Some of you may be aware of the Free State Project—a program by some “big-ell” and “small-ell” libertarians, frustrated with failing to achieve critical mass on the national scene, to get a bunch of similarly-minded folks to move to a smallish state, and use that as a base to influence local and state politics (and eventually to expand outward from there).
The state chosen to “take over” was New Hampshire. The thought is that if Free State Project members can make up 1% of the population of the state, that will be enough to to influence local and state politics in a more libertarian direction.
Some of the folks participating in the Free State Project have fulfilled their pledge to move to New Hampshire. So, Jason Sorens has taken a look at how they might have influenced the primary.

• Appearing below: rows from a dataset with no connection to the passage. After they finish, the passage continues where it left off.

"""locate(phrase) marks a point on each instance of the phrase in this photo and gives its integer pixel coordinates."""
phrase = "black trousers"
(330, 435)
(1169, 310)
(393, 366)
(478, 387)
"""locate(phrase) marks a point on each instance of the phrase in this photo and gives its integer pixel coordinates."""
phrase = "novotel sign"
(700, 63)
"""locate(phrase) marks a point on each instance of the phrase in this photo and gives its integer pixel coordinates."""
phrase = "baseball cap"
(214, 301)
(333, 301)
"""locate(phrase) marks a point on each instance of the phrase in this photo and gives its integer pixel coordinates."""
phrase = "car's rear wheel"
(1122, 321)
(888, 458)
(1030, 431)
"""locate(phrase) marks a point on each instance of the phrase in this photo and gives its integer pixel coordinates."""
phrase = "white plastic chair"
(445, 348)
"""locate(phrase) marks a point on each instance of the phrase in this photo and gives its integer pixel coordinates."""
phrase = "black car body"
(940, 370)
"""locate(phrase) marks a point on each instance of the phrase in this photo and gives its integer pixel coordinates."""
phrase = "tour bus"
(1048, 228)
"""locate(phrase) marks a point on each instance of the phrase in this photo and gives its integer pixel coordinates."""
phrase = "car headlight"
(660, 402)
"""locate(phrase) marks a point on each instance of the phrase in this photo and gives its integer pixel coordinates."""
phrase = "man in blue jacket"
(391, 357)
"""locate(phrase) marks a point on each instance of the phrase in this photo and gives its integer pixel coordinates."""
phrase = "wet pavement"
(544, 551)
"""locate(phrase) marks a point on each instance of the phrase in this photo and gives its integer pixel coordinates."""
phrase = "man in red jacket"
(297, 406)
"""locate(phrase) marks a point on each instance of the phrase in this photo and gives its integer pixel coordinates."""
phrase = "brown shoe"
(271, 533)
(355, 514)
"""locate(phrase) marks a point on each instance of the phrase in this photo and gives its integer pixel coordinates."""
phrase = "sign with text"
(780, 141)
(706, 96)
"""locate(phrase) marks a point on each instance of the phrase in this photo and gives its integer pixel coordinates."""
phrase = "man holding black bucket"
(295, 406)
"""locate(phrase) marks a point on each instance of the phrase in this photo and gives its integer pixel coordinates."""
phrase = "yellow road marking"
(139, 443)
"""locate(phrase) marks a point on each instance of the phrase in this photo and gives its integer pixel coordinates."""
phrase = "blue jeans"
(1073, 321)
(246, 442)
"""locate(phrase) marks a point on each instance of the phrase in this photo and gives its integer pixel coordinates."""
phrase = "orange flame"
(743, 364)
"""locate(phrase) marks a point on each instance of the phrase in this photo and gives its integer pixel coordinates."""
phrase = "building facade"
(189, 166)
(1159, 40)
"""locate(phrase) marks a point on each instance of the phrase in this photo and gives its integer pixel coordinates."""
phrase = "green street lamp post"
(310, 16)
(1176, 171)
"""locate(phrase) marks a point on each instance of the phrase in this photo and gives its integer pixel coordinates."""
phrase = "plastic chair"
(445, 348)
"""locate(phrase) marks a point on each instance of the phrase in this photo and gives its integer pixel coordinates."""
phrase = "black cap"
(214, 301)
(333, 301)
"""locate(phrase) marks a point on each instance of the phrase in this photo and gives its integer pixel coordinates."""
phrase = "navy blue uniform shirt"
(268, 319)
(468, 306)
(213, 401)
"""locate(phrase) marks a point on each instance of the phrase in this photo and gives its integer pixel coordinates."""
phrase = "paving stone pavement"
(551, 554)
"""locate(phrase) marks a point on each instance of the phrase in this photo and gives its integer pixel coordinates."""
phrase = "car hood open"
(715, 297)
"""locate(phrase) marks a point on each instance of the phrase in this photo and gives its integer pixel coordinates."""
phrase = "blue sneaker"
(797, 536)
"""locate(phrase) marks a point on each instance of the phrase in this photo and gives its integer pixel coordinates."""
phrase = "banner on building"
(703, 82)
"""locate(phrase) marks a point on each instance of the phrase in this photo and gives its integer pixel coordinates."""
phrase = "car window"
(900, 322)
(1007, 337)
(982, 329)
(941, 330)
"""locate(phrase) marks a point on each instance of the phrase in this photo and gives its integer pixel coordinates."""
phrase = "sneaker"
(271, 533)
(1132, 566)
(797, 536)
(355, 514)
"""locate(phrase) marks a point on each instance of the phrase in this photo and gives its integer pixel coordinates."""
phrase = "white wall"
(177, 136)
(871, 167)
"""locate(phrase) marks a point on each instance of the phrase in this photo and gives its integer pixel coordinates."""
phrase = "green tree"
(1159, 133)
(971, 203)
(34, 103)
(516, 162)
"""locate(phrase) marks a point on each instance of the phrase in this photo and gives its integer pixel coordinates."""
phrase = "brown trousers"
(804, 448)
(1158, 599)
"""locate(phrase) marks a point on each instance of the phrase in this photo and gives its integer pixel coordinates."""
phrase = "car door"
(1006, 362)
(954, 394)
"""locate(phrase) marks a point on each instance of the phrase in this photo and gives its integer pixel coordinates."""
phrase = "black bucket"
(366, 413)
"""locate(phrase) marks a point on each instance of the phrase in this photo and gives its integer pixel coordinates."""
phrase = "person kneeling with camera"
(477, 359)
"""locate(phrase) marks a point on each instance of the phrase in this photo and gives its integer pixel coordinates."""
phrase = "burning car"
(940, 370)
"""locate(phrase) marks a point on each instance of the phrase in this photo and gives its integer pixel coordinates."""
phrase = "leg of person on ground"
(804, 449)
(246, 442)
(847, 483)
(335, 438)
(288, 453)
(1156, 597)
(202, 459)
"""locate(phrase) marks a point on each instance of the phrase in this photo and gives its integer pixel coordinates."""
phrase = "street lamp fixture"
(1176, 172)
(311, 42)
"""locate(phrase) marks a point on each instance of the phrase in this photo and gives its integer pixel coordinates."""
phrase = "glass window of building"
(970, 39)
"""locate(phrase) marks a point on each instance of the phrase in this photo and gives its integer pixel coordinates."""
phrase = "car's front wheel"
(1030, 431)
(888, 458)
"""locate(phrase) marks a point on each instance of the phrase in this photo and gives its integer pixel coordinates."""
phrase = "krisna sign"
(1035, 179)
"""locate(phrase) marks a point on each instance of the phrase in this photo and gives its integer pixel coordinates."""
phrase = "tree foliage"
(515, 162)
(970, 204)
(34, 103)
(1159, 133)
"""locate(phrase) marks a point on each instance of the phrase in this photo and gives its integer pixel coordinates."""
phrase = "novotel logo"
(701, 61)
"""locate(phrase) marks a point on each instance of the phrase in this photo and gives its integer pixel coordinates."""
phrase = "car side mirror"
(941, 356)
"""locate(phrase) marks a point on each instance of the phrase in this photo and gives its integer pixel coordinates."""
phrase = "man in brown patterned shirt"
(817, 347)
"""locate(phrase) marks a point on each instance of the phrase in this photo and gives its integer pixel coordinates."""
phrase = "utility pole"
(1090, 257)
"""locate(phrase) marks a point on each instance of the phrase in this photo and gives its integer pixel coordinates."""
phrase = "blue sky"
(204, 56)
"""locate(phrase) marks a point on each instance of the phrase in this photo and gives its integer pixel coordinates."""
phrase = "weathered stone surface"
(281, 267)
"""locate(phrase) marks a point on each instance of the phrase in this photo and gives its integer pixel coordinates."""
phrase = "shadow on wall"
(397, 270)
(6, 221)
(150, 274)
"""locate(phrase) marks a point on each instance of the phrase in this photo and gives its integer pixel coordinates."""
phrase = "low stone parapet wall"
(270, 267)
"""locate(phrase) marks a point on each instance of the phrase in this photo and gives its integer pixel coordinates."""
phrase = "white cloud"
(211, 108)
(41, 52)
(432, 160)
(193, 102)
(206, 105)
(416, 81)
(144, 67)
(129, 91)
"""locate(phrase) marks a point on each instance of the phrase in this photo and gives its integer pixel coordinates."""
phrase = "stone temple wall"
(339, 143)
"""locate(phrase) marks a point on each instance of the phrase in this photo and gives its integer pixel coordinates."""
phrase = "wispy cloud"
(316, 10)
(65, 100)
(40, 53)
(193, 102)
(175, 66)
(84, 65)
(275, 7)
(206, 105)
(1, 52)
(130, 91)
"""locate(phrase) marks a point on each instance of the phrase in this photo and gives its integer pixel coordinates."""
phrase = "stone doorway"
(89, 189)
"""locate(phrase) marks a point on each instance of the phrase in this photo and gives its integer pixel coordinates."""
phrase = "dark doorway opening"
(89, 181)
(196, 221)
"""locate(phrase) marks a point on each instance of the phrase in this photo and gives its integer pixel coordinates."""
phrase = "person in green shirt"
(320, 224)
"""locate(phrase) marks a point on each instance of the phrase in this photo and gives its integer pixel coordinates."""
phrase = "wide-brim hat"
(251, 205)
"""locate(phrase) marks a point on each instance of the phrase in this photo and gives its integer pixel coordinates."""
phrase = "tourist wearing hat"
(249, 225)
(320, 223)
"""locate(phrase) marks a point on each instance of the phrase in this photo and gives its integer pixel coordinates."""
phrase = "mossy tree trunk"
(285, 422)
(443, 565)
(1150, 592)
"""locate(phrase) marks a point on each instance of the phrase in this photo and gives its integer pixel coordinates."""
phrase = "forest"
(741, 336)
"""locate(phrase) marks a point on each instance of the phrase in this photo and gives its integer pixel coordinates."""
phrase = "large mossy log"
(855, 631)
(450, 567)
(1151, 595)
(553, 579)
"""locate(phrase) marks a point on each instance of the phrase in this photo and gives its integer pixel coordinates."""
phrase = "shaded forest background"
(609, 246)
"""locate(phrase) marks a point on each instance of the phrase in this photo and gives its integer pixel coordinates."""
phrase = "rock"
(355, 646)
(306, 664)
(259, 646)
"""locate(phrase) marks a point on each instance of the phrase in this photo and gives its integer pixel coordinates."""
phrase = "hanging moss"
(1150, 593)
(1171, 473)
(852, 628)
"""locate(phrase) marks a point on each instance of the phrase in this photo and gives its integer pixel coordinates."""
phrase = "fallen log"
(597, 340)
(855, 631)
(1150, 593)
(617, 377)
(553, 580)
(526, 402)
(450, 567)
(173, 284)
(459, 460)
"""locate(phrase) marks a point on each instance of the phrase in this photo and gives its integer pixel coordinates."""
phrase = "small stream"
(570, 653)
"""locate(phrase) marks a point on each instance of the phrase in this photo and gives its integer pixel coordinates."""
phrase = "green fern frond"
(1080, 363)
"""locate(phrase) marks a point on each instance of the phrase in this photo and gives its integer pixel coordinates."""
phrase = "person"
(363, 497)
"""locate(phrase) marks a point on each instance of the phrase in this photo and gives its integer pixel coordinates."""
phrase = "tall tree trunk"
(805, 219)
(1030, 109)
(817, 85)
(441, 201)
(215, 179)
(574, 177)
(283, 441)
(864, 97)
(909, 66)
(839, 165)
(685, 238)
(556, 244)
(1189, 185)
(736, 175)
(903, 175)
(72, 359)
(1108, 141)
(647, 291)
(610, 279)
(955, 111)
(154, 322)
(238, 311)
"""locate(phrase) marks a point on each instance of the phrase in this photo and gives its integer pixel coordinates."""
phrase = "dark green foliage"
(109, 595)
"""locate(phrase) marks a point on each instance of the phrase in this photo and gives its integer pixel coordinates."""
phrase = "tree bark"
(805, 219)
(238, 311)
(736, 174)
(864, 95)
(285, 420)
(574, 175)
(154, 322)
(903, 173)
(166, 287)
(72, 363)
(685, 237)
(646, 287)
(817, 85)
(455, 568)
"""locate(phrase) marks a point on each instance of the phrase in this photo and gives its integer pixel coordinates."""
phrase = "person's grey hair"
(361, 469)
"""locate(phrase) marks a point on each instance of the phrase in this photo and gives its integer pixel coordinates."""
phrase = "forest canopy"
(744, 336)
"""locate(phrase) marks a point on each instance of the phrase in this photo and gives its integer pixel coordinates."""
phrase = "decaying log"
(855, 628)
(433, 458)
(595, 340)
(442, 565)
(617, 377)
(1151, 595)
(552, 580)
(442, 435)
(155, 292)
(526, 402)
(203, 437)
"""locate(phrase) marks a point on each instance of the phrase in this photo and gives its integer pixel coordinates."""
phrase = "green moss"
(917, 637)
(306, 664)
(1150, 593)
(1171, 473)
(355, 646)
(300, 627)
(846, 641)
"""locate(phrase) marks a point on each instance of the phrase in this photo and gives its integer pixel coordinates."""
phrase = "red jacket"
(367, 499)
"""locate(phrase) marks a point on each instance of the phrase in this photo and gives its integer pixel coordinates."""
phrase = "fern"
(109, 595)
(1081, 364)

The punchline of the long article:
The main result from the regression analysis is that every additional Free Stater per 100 Republican primary voters resulted in approximately 2.5 percentage points improvement in Ron Paul’s share of the vote in that town. Thus, in Grafton, Free Staters represented 4% of Republican primary voters (we don’t know that they all voted, or voted Republican, or even supported Ron Paul, of course), and the model predicts that if no Free Staters lived in Grafton, Ron Paul would have gotten 13% of the vote, instead of 23% (23-0.4*2.5). [...] What that means that we definitely know that Free Staters influenced the election beyond their own votes.